Verified-human early adopters (1%). The first 250,000 humans to complete attestation. A flat per-human grant, decaying linearly with registration order so the 250,000th human still receives a nontrivial allocation but the 1st receives roughly 4×.
Anti-Sybil layers
Three independent checks must all pass before a claim becomes withdrawable. The PoHW witness graph must show at least three independent witnesses on at least three independent artifacts. Behavioral fingerprints must not match an existing claimed account at threshold. Hardware attestation must bind the DID to a unique secure element. Suspected duplicates are routed to a reviewer queue; confirmed duplicates forfeit all three claims and lose Trust Score for one year. The math is unkind to Sybils on purpose.
Claim window
Claims open for 30 days. After that, unclaimed allocation flows back into the protocol treasury for community-governed redistribution. Mercenary farmers depend on long, leaky claim windows; we close ours at the moment our actual users have reasonably had time to claim.
What this is not
It is not a marketing budget. It is not a points program. It is not a launch incentive. It is a thank-you to the first humans who proved the protocol worked before there was a token reason to. The cap-table reflects that.
Common objections
The honest objections: protocols without products fail, and tokens without revenue are speculative. We answer the first with a hosted commercial layer and design partners shipping today; the second with a fee model where the protocol earns from real agent verifications, not from token velocity.
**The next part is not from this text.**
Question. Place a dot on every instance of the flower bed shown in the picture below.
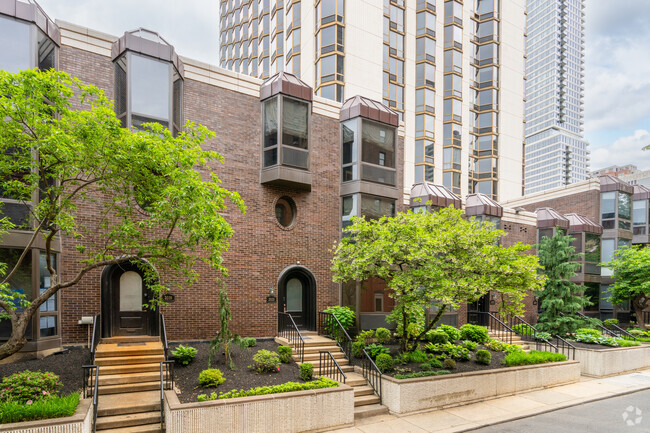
(408, 395)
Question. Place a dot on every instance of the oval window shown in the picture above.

Frequently asked questions
Is this about a token, or a protocol? A protocol first. The token exists to align incentives — humans earn for attested work, relying parties spend to verify, the network captures a small fee. The protocol stays useful even if the token's price is volatile; the token gets useful only when the protocol is.
How is this not just another crypto identity project? Most crypto identity projects answer 'is this a unique human?' and stop. This one answers 'what did this human authorize?' which is a different question. The substrate (hardware-attested device, recoverable, revocable) is also designed for enterprise compliance, not just consumer Sybil resistance.
What happens if the chain has an outage? Verification continues. Signatures verify locally; the chain anchors audit roots periodically, not per-action. A multi-day chain outage would delay forensic anchoring but not block any agent action that already had a valid delegation.
Where to start
Move from this to end of airdrop farming for the technical design and manav token explained for the economic shape. The protocol and the token are designed to be read in that order — design first, incentives second.
What the genesis cohort gets that later cohorts cannot
The genesis cohort — the first issuers, witnesses, and integrators — earns rewards from a curve that decays predictably. Later cohorts will participate in a network with stronger effects, more relying parties, and more stable token economics, but the genesis emissions will not be available again. This is intentional. The genesis cohort is taking risk that later cohorts will not have to take: integrating against unstable APIs, signing on the credibility of a not-yet-proven protocol, evangelizing inside their organizations against entrenched alternatives. The reward curve compensates for that risk. Later cohorts get a more reliable network in exchange for the lower emissions, which is the bargain every protocol that bootstraps from cold-start makes. The decision for prospective participants is therefore not "is the curve generous" but "is the protocol the one that earns the durable trust." If yes, genesis is the asymmetric bet. If no, no curve is generous enough.
If your airdrop rewards activity, bots win. If it rewards humans, humans win. The math is that simple.